Ideally, you can start by brainstorming common risks. For risks that might not be obvious, you can consult professionals in the tourism industry, attend workshops, conduct market research, and even study the history of your business. Regardless of the methods you opt for, you should include both low and high severity risks in your list of possible risks.
The next step would be analyzing the risks.
You should quantify the impact as well as the probability of a specific risk affecting your business. These two figures of each risk will make it easy to include them in the risk matrix for easier ranking. With well-defined ranks for the different risks, it becomes easier to identify the risks to prioritize during risk treatment and how to divide resources appropriately.
Pick a Risk Treatment Strategy
There are four ways you can treat the different risks you list down: avoid them, transfer them, mitigate them, or retain them. The option you choose will trickle down to your tolerance for specific risk and the availability of resources to help with risk treatment.
1. Risk Avoidance
This strategy will require you to completely shy away from any activity that could lead to the risk at hand.

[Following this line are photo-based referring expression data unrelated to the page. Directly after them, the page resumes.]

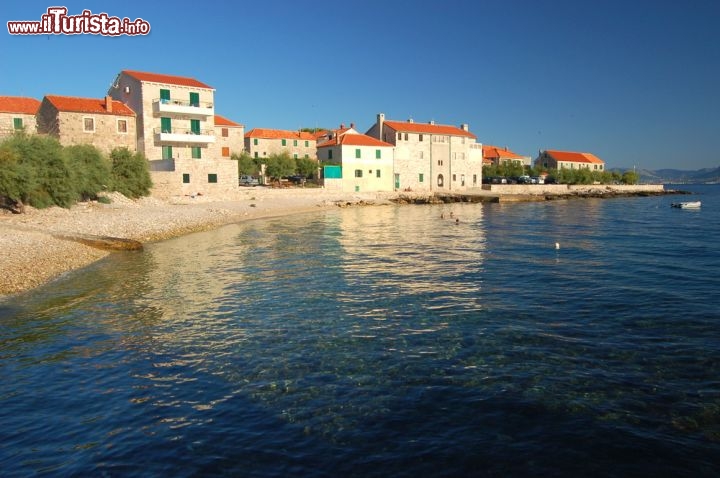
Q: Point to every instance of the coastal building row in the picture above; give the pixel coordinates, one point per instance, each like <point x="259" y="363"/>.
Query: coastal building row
<point x="172" y="121"/>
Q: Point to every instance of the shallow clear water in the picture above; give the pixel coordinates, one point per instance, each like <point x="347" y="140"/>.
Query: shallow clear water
<point x="381" y="341"/>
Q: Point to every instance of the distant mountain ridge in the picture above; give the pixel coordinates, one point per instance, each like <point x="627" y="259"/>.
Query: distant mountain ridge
<point x="677" y="176"/>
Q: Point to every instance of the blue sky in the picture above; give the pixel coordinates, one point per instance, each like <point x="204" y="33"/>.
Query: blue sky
<point x="635" y="82"/>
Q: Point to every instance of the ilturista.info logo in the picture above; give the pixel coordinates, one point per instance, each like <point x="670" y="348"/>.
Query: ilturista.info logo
<point x="56" y="21"/>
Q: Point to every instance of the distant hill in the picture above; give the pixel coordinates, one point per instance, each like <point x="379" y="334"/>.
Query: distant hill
<point x="677" y="176"/>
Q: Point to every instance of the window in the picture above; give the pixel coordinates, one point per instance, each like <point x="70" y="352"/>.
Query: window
<point x="194" y="99"/>
<point x="122" y="126"/>
<point x="165" y="125"/>
<point x="89" y="125"/>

For instance, if a specific route is prone to be flooded at certain times of the year, you can consider avoiding using the route or canceling travel during that time of the year.

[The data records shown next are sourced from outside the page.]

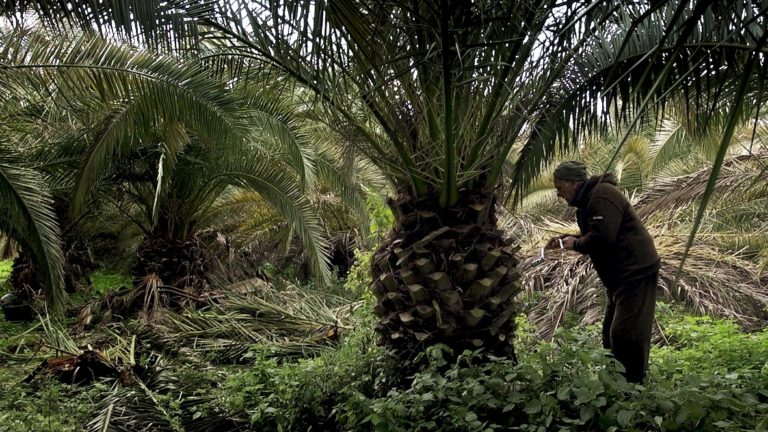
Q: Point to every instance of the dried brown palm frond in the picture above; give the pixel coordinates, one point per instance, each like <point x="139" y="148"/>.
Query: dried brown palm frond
<point x="131" y="410"/>
<point x="288" y="322"/>
<point x="741" y="178"/>
<point x="712" y="282"/>
<point x="565" y="283"/>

Although this can be a great solution for some risks, it isn’t possible for those risks that cannot be avoided. If your business is in an evacuation zone, for instance, you will have to look for a better risk treatment alternative.
2. Risk Reduction or Mitigation
Any risk which cannot be completely eliminated or avoided should be mitigated. You will have to implement controls that make it tough for the risk to turn into an actual incident.
For instance, you can purchase fire extinguishers to protect from the risk of fire. You could also hurricane-proof your building to as much as possible.
3. Risk Transfer
This means shifting the risk to an individual or company that can handle it in the best way possible.
It can best be observed in the tourism industry, where businesses purchase liability insurance to rid themselves of the financial risks that come with accidents that might happen. In turn, this insurance helps to pay for damages to visitors’ belongings, their health as well as any cancellations of the tour due to unavoidable circumstances.
4. Risk Retention
This option is ideal for risks that can be considered as ‘part of the job.’ The risks might be too trivial to make an impact.
Monitoring Risks
Risk landscapes are dynamic, especially in the tourism industry. While a risk might seem trivial today, it can easily turn into a huge threat to your business tomorrow.
Other risks might also come up with time. Lastly, the effectiveness of your current risk control measures might change with the changing risk landscape. Instead of leaving things to chance, you ought to continuously monitor your posture in relation to your risk landscape. In case any risk control measures need to be updated, feel free to do so.
Risk management can be a pre-emptive way of protecting your business from threats. It also increases its sustainability as well as ensures that stakeholders remain happy. Make risk management part of every business decision you make to keep threats at bay.